RolnickLab · mihow · May 14, 2026 · May 14, 2026 · May 14, 2026 · May 14, 2026
diff --git a/ami/main/api/serializers.py b/ami/main/api/serializers.py
@@ -1749,3 +1749,75 @@ class TopIdentifiersResponseSerializer(serializers.Serializer):
 
     project_id = serializers.IntegerField()
     top_identifiers = UserIdentificationCountSerializer(many=True)
+
+
+class ModelAgreementSerializer(serializers.Serializer):
+    """Verified / agreement rates over the filtered Occurrence set.
+
+    `agreed_exact_count` is a subset of `agreed_any_rank_count` by
+    construction — an exact match implies the LCA is the taxon itself.
+    `*_pct` percentages are 0.0..1.0 (not 0..100).
+
+    Denominator note: `agreed_*_pct` divide by `verified_with_prediction_count`
+    (verified occurrences that *also* have a machine prediction), NOT by
+    `verified_count`. A verified occurrence with no machine prediction can't
+    agree or disagree — including it in the denominator would drag the rate
+    down without representing actual model disagreement. `no_prediction_count`
+    is surfaced so the consumer can see how many such occurrences exist.
+
+    Optional rank threshold: when the caller passes
+    `?agreement_coarsest_rank=FAMILY`, the response also includes
+    `agreed_coarser_rank_*` counting only LCAs at that rank or deeper.
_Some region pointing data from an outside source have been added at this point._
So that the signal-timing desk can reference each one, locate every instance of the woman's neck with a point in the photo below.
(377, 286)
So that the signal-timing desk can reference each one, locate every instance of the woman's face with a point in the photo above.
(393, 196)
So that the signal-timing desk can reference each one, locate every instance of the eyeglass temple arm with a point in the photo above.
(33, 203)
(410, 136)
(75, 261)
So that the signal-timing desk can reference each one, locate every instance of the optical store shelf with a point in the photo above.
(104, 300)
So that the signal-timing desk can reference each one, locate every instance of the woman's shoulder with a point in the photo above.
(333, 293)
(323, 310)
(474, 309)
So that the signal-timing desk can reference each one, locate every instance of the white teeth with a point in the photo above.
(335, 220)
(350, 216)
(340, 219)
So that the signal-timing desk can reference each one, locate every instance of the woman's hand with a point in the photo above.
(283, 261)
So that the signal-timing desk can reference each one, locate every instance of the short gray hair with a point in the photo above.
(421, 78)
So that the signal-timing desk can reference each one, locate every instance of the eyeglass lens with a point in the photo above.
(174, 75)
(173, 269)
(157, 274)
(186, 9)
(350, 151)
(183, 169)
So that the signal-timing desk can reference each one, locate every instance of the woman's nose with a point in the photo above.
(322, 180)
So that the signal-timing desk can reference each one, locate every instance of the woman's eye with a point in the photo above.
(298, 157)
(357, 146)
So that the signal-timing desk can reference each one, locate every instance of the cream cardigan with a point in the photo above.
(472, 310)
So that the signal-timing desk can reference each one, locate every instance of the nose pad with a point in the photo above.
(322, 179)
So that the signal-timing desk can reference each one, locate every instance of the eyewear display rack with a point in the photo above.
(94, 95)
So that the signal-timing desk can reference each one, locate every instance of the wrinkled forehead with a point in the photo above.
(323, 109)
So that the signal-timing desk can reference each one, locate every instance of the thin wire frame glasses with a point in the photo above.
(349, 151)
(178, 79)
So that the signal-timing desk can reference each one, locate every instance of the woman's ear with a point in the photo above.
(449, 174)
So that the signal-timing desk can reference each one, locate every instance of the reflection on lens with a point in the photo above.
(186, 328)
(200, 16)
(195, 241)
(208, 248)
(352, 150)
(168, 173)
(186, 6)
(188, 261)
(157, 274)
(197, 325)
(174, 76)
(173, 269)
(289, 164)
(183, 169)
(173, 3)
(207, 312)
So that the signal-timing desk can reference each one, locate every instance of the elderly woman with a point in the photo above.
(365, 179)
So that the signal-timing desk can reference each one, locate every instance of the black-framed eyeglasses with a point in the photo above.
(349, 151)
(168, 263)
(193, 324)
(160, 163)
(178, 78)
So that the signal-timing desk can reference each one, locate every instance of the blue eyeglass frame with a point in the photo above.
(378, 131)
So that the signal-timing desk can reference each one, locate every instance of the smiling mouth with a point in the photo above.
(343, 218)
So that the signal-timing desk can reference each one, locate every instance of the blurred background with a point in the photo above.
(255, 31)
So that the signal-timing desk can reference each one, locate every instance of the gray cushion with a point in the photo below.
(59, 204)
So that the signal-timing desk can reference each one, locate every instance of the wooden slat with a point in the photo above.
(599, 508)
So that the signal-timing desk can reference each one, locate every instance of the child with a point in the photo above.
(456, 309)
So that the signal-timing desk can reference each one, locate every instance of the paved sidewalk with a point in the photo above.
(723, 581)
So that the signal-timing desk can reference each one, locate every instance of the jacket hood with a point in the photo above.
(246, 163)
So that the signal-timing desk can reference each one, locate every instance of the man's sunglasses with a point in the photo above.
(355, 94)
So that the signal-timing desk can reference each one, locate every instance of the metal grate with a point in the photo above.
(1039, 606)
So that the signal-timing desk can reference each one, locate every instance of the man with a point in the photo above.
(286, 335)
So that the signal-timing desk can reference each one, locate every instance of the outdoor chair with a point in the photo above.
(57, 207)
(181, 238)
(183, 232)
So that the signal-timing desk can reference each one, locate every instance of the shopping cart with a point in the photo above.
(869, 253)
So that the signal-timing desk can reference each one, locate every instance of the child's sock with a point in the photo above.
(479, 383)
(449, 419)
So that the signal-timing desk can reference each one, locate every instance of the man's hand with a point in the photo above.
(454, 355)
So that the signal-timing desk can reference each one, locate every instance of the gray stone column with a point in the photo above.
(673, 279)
The
+    threshold rank is echoed in `agreement_coarsest_rank`. When the param is
+    absent, the coarser-rank fields are null and `agreement_coarsest_rank`
+    is null.
+    """
+
+    project_id = serializers.IntegerField()
+    total_occurrences = serializers.IntegerField()
+    verified_count = serializers.IntegerField(help_text="Occurrences with at least one non-withdrawn identification.")
+    verified_pct = serializers.FloatField(
+        min_value=0.0,
+        max_value=1.0,
+        help_text="verified_count / total_occurrences",
+    )
+    verified_with_prediction_count = serializers.IntegerField(
+        help_text="Verified occurrences that also have a machine prediction (denominator for agreed_*_pct)."
+    )
+    no_prediction_count = serializers.IntegerField(
+        help_text="Verified occurrences with no machine prediction (excluded from agreement denominator)."
+    )
+    agreed_exact_count = serializers.IntegerField()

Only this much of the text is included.